His colleague heard the call. Last night on 7.30
, Leigh Sales wasn't taking "the carbon tax is to blame" as the answer ...
Abbott tried to say Labor's tax environment had contributed to BHP abandoning the expansion of Olympic Dam mine yesterday, despite the company carefully blaming everything else but in a statement (which Abbott admitted he hadn't read). He continued the line about the carbon tax starting to hurt "from day one" but in the face of positive economic news couldn't point to any examples. He refused to back down from his description of asylum seekers as "illegals", which every legal mind in the country disputes. He blamed Labor for uncertainty in the business environment while admitting the Coalition had no alternative industrial relations policy. He said the "circumstances of her [Julia Gillard] departure from a previous employer are of public interest", but couldn't nail down a single question or allegation against the Prime Minister over her Slater & Gordon past.
Sales posed it as a question: "You were pretty loose with the truth today, weren't you?" He was. He regularly is.

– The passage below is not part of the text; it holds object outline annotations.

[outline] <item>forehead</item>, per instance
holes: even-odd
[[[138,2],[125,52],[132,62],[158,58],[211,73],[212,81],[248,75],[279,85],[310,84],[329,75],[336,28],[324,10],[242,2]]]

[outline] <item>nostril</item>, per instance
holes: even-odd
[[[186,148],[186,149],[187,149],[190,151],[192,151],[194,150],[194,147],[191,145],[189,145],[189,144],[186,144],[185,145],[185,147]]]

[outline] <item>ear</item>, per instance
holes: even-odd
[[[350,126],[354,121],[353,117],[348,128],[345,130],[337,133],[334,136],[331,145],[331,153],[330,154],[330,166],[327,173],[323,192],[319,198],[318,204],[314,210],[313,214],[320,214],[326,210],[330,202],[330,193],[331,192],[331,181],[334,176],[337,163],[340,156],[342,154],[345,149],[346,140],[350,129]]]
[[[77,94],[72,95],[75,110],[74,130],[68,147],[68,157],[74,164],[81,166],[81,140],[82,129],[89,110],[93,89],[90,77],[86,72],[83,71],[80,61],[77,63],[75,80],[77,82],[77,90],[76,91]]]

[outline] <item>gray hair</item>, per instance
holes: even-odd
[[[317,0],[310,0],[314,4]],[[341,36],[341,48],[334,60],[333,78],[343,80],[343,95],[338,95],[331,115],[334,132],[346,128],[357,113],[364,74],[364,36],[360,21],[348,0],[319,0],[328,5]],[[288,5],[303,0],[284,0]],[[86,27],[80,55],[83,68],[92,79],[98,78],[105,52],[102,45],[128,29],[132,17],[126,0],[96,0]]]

All this makes Coalition operatives nervous. Abbott is seen within the party as being effective on his pet issues -- boat people and the carbon tax -- but often on shaky ground when forced to venture onto other topics, particularly economic and financial matters. Some party insiders reckon he lacks substance, lacks depth, lacks vision; a performing parrot only good at reeling out rehearsed lines.

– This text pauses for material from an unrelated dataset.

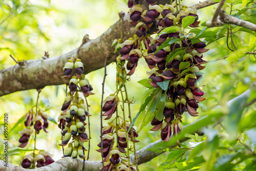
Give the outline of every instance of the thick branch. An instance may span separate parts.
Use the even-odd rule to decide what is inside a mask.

The memory remains fresh in some Coalition MPs' minds of Abbott's unfortunate and strange silence when confronted by stupid claims from a reporter over his "shit happens" comment while in Afghanistan. They think he is only a few similar stuff-ups away from serious questions over his leadership. His stuff-ups are rare, party polling is strong, and there's little talk about a replacement. But many in the party are acutely aware of his vulnerabilities.
Labor people whine insistently that the media isn't tough enough on Abbott. The interview last night demonstrates why they want him called out.